Mammoth Biosciences, co-founded by CRISPR pioneer and 2020 Nobel Prize in Chemistry laureate Dr. Jennifer Doudna, aims to leverage novel editing modalities (including base editing, reverse transcriptase editing, and epigenetic editing) with greater specificity for in vivo gene editing in hard-to-reach tissues. To date, Mammoth has raised over $260 million in multiple financing rounds. In addition to several well-known investment institutions, Mammoth has also received funding from individual investors such as Brook Byers, Tim Cook (CEO of Apple), and Jeff Huber (former Vice President of Engineering at Google), solidifying its status as a leading CRISPR unicorn.

 

Mammoth's CRISPR platform can discover and engineer novel Cas enzymes with unique properties, such as ultra-small size, enhanced thermal stability, faster reaction kinetics, and more flexible targeting of alternative PAM sequences.
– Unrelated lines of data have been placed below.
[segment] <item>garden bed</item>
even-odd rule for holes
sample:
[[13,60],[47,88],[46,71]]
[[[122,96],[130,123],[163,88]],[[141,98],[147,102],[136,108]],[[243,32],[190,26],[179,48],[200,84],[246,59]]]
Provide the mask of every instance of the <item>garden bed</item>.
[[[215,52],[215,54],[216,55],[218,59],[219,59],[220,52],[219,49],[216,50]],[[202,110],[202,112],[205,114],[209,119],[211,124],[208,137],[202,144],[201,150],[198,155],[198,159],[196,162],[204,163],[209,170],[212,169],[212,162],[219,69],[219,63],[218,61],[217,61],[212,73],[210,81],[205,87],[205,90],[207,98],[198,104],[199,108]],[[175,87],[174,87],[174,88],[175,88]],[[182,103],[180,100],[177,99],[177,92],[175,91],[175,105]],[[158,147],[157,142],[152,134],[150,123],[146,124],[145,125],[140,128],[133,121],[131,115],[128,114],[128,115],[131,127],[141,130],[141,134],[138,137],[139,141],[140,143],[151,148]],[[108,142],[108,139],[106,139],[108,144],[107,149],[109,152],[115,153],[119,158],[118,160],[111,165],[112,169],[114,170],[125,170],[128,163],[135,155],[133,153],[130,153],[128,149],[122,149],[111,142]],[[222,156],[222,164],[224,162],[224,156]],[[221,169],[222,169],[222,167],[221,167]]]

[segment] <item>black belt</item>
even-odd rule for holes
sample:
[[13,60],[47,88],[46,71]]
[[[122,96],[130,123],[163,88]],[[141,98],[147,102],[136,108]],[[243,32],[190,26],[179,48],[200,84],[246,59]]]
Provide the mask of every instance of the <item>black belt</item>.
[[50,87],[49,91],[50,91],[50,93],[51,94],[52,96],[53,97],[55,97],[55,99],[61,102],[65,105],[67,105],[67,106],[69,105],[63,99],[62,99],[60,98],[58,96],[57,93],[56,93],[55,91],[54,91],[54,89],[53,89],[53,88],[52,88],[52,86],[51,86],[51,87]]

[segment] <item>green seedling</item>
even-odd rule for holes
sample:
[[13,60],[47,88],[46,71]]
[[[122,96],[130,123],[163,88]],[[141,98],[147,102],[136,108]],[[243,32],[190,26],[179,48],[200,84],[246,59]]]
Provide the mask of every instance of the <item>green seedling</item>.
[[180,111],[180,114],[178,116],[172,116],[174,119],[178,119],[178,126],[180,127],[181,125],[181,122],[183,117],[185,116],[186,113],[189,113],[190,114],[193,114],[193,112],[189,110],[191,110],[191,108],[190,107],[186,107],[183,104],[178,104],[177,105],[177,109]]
According to publicly available information, the platform is currently focused on two ultra-compact Cas enzymes: Cas14 and Casɸ. Cas enzymes are the core components of the CRISPR gene-editing system. Due to the limited cargo capacity of AAV, smaller-sized Cas enzymes are easier to deliver and hold promise for expanding the scope of in vivo gene editing.

 

Based on the core technology platform of CRISPR, prior to reaching a collaboration with Regeneron worth up to nearly $500 million, Mammoth Biosciences has maintained an "achievement" of partnering with one multinational corporation (MNC) almost every year since 2020.

 

In 2020, GSK Consumer Healthcare, part of GlaxoSmithKline (GSK), announced an agreement with Mammoth Biosciences to jointly develop a CRISPR-based test for the novel coronavirus.

 

In 2021, Vertex Pharmaceuticals and Mammoth Biosciences announced a collaboration to develop in vivo gene editing therapies for two genetic diseases using Mammoth's CRISPR system. Under the terms of the agreement, Mammoth will receive an upfront payment of $41 million and is eligible for up to$650 millionR&D and commercial milestone payments.

 

In 2022, Bayer announced a strategic collaboration with Mammoth Biosciences to develop next-generation in vivo gene editing therapies using the latter’s CRISPR system. Under the terms of the agreement, the collaboration between the two companies will initially focus on liver diseases. Bayer has obtained a license to use Mammoth’s novel gene editing technology and will pay Mammoth an upfront fee of $40 million. If specific research, development, and commercial milestones are successfully reached for five selected liver disease indications in the future, Bayer will pay certain target option exercise fees as well as additional payments exceeding...$1 billionmilestone payments. In addition, Bayer will also provide research funding and tiered royalties in the low double digits.

 

In addition, Mammoth also receives funding from organizations. For example, in 2021, the U.S. Defense Advanced Research Projects Agency (DARPA) signed a four-year contract worth up to $36.7 million with Mammoth and IDbyDNA to develop CRISPR diagnostics and biosurveillance technologies for various diseases using their proprietary pathogen database and algorithms to address a range of diseases.

 

It is worth mentioning that, in addition to Dr. Jennifer Doudna, Mammoth's co-founders also include Trevor Martin, Janice Chen, and Lucas Harrington—three young yet senior researchers—who were under 30 when they founded Mammoth. Trevor Martin, Janice Chen, and Lucas Harrington were jointly selected for the 2018 Forbes Healthcare "30 under 30" list and were also named as global young leaders in the biopharmaceutical industry under the age of 40 by Business Insider in 2020.